The accuracy of the clues grabbed by the sectional evaluation of the stealing clues is greatly improved, the number of the false alarms is effectively reduced, and the proportion of the false alarms is reduced. The model is established and a segmented evaluation method is introduced, so that index quantification can be performed on information stealing analysis behaviors through logs, and quantification indexes and algorithm support are provided for subsequent big data mining and artificial intelligence analysis.
The terms "first," "second," "third," "fourth," and the like in the description and in the claims, as well as in the drawings, if any, are used for distinguishing between similar elements and not necessarily for describing a particular sequential or chronological order. It is to be understood that the data so used is interchangeable under appropriate circumstances such that the embodiments of the invention described herein are capable of operation in sequences other than those illustrated or described herein. Furthermore, the terms "comprising" and "having," as well as any variations thereof, are intended to cover non-exclusive inclusions.
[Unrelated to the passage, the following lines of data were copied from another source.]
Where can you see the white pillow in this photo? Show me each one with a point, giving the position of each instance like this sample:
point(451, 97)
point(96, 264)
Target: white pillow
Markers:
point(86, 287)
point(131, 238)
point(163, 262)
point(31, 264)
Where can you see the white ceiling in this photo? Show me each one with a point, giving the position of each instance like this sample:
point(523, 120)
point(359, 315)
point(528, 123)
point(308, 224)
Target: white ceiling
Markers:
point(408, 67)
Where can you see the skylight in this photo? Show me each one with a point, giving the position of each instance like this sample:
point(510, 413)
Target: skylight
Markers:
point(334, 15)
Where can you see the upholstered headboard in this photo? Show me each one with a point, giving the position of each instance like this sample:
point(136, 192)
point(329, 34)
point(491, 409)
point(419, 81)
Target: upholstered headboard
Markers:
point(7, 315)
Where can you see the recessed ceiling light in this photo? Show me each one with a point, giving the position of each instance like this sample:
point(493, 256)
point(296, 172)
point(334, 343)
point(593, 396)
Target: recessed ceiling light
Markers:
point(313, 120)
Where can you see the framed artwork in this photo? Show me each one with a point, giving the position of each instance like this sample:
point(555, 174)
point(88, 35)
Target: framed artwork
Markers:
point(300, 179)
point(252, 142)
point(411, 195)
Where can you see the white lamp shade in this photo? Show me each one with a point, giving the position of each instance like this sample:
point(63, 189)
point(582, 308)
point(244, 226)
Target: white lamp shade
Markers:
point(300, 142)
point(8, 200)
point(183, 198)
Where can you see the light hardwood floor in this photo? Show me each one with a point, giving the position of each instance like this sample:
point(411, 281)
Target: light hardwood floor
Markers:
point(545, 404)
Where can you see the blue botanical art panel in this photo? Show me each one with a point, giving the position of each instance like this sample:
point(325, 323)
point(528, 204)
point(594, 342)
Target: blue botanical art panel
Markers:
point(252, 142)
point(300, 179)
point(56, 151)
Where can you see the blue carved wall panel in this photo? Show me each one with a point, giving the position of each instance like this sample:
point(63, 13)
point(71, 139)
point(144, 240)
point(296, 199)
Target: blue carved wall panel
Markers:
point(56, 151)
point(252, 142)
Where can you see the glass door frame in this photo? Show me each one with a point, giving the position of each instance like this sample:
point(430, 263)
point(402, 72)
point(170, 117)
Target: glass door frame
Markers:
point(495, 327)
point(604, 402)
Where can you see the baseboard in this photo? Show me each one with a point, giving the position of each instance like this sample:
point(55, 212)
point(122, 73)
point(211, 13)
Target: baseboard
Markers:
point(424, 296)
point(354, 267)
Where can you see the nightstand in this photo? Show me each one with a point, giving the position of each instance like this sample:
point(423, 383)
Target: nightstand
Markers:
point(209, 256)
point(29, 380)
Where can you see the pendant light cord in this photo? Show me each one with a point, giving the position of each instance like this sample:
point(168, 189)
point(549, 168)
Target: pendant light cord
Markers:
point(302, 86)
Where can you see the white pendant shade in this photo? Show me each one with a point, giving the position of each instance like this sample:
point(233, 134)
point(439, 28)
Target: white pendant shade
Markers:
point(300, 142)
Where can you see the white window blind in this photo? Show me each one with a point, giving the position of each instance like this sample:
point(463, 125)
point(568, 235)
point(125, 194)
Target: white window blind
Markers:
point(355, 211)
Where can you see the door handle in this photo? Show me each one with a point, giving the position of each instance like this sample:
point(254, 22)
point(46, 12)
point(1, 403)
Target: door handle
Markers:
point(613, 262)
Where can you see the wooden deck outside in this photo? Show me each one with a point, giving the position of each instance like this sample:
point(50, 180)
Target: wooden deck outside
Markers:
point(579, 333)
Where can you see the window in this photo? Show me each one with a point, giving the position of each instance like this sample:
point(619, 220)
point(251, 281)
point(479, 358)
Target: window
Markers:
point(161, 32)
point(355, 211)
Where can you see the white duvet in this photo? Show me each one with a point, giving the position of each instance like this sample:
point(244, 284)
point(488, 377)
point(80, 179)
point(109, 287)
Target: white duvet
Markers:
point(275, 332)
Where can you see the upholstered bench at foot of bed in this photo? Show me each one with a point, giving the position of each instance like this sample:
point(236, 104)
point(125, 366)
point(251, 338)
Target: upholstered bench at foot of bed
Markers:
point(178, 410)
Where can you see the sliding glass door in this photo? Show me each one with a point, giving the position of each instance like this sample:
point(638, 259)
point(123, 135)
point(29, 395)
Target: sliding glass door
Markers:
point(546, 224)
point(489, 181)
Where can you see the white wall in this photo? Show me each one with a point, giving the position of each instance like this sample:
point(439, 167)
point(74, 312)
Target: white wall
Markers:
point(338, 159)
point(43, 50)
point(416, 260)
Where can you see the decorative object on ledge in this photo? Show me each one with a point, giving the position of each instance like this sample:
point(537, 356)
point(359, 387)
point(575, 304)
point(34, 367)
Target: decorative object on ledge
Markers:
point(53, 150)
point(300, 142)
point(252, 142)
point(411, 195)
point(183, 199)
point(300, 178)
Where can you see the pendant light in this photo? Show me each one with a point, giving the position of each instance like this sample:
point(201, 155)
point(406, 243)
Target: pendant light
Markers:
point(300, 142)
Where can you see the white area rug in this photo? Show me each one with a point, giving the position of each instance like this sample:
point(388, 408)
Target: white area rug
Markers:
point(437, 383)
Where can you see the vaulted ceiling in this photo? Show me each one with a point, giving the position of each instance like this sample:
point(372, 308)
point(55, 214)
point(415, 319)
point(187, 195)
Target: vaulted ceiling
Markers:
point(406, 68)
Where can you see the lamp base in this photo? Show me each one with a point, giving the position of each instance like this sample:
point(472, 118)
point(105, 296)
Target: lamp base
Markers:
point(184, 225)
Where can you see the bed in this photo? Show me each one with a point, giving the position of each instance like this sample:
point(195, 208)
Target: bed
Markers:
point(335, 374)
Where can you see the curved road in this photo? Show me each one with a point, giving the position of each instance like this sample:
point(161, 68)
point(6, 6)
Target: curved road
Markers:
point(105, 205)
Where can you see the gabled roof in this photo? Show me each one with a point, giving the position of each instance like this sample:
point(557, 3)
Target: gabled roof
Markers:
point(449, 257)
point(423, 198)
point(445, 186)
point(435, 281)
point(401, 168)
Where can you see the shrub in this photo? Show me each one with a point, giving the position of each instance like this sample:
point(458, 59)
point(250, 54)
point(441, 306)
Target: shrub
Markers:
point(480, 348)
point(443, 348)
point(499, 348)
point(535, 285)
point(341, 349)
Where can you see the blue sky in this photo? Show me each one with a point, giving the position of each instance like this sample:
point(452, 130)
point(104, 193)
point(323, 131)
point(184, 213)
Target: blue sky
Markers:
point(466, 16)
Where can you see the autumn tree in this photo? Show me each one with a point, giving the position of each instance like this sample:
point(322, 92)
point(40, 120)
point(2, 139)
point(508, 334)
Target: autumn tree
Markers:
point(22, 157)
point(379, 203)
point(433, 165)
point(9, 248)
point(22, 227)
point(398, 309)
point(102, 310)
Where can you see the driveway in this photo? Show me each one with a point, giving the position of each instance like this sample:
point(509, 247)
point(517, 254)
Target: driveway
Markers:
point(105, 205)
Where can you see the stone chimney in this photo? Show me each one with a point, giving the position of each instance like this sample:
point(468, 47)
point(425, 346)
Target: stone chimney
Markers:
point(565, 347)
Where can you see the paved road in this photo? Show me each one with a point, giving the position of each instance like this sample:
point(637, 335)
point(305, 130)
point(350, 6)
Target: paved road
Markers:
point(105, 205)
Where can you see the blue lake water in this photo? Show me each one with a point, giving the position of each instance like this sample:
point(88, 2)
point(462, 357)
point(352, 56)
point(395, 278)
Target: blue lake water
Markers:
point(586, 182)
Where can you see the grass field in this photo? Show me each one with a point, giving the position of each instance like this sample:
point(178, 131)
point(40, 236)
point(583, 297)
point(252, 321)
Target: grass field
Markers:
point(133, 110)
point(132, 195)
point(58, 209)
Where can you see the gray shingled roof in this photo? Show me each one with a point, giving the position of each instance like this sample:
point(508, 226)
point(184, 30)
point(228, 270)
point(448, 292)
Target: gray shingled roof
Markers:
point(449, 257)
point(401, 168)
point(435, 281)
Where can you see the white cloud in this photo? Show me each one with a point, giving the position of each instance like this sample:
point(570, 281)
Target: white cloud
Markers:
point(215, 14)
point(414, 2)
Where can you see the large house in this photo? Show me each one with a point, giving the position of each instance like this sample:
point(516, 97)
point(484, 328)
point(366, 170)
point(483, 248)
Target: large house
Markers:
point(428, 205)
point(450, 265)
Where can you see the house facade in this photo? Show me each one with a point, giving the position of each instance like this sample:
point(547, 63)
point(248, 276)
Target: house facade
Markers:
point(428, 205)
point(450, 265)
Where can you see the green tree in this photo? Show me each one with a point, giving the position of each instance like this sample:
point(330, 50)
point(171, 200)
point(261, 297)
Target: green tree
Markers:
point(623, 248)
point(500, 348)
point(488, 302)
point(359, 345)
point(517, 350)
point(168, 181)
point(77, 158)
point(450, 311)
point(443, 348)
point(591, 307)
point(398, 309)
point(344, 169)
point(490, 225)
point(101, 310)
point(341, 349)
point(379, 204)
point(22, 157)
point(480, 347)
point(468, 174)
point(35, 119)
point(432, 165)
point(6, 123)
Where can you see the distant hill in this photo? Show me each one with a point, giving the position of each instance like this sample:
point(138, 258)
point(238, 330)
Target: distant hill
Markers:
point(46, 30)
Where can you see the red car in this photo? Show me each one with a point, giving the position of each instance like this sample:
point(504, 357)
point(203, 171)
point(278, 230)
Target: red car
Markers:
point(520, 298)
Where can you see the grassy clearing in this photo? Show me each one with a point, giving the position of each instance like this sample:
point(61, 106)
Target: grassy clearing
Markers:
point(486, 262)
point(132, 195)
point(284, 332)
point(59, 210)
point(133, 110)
The previous description of the disclosed embodiments is provided to enable any person skilled in the art to make or use the present invention. Various modifications to these embodiments will be readily apparent to those skilled in the art, and the generic principles defined herein may be applied to other embodiments without departing from the spirit or scope of the invention. Thus, the present invention is not intended to be limited to the embodiments shown herein but is to be accorded the widest scope consistent with the principles and novel features disclosed herein.